The Future State of Real Estate and Franchises in Esports

The 2018 Overwatch Finals sold out a 10,000 seat venue in the Barclays Center and drew in over 11 million viewers online. That’s a venue 1/6th the size of U.S. Bank Stadium in Minnesota, which hosted the 2018 NFL Championships, and about 1/4th of the total viewers.

Construction contracts for sports venues are constantly sought after, and ones for e-sports may not be far behind. Royal Never Give Up, China’s League of Legends Champion, just recently unveiled the largest LoL arena in Beijing.

Real estate for professional sports teams will likely continue to rise, at least in China, and later make its way to the US. These venues might not be as big as Metlife Stadium, with a seating capacity of 82,000+, but limited seating might work even better in esports. Regular season games in football don’t always sell out the stadium, and limiting esports arenas to several hundred seats ensures that those tickets will skyrocket.

OWL 2018 Finals at the Barclays Center / Credit: Dot Esports

But esports is more diverse than professional sports.

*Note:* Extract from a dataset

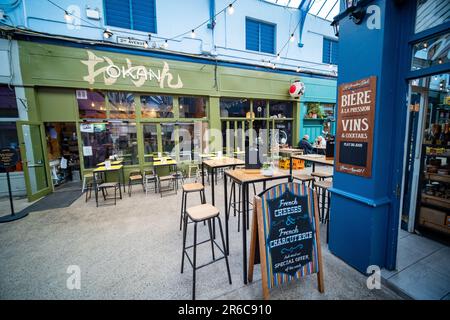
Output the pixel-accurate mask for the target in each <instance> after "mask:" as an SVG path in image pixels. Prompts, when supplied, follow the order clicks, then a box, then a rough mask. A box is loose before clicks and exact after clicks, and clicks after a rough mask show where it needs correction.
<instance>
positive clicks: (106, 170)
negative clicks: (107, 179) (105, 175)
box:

Games continue to cycle each other out, with some catching the mainstream wave for several years before falling out of fashion to new games. This affects not only arena ownership, but also franchises.

As gamers lose interest in one game, revenue goes down, and it will become financially unjustifiable to keep the arena as an asset. The team will be forced to sell the arena to another team, one most likely focusing on a different game. Venues for teams of that particular game, especially championship venues, will continue to shrink until teams start disbanding or being sold for a fraction of what they were once worth at their height, and this will affect the strategical thinking of franchises.

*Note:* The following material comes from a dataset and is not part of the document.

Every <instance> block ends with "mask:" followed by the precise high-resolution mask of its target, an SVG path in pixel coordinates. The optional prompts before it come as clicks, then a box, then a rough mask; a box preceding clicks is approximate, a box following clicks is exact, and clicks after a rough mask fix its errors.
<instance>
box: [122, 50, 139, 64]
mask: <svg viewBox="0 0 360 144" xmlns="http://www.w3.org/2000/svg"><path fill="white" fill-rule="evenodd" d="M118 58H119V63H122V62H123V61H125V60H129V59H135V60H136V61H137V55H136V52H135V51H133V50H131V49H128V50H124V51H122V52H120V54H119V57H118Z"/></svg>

While most franchises currently own one team, long-term sustainability for an esports franchise relies on multiple teams. Franchises like 100 Thieves have already realized and embraced this strategy, with four teams under its umbrella. Games quickly cycle out, and to maximize the opportunity, esports franchises need to cycle out teams periodically. Where that leaves players, though, is another question on its own.